Performance Review & Outlook

Gary McGann, Smurfit Kappa Group CEO, commented: “The Group is pleased to report year-on-year revenue growth of 4% in the first quarter. Despite a number of one-off costs, EBITDA for the first quarter remained strong at €241 million. SKG’s performance reflects the previously guided margin compression in Europe following OCC and recycled paper price increases which are not yet reflected in corrugated pricing.

A €40 per tonne recycled paper price increase in Europe during the quarter supports corrugated pricing. Input costs including OCC continue to move upwards. Paper price increases and a good inventory position across Europe are creating an environment for corrugated price recovery in the second half of 2013.

The performance of SKOC and the progress of its integration into the Group has exceeded our original expectations. We have doubled our synergy expectations from US$14 million to US$28 million. Over US$9 million of this synergy target will be delivered in 2013 compared to US$6 million in the original pro-forma calculation. Additionally, the trading performance of the business has been significantly helped by the implementation of two paper price increases in the United States within an eight month period, with consequent increases in corrugated prices in the US and Mexican markets.

The overall performance of the Americas segment has resulted in the region returning towards its historic EBITDA margin range. Our objective is to increase our exposure to higher growth markets such as the Americas. In the period the region delivered over 27% of Group EBITDA.

As part of our previously announced strategic investment in the Townsend Hook mill in the UK, we are accelerating the closure of the two existing paper machines at the mill. They have a combined capacity of 250,000 tonnes and are expected to close on 1 July 2013, after the completion of a consultation process with all employees, instead of 2014 as originally planned. We are bringing forward the closure in order to extend the training period for our workforce, advance the start-up of the new paper machine and increase the pace of the expected ramp up. The approximate £100 million (€114 million) investment involves the rebuilding of the machine acquired from the Cadidavid liquidator in 2011 into one 250,000 tonne modern lightweight machine which will now be operational by the fourth quarter of 2014 rather than the first quarter of 2015. This investment will significantly increase productivity and lower costs in our UK business.

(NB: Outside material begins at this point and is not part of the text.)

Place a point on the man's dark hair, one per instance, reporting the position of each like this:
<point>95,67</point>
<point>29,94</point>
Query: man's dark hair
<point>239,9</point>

SKG’s integrated operations and an unrelenting focus on efficiency continue to deliver a consistent and quality earnings stream. This, in turn, has contributed to a substantially improved capital structure with net debt reduction of €190 million in the past 24 months. Our net debt to EBITDA multiple is and will remain within our stated range of 3.0x through an industry cycle. The strength of our business today has increased the available range of strategic and financial options to drive value. 

  Q1 2013 Results - Press Release

Forward looking statements

Some statements in this announcement are forward-looking. They represent expectations for the Group’s business, and involve risks and uncertainties.

These forward-looking statements are based on current expectations and projections about future events.

The Group believes that current expectations and assumptions with respect to these forward–looking statements are reasonable.

However, because they involve known and unknown risks, uncertainties and other factors, which are in some cases beyond the Group’s control, actual results or performance may differ materially from those expressed or implied by such forward-looking statements.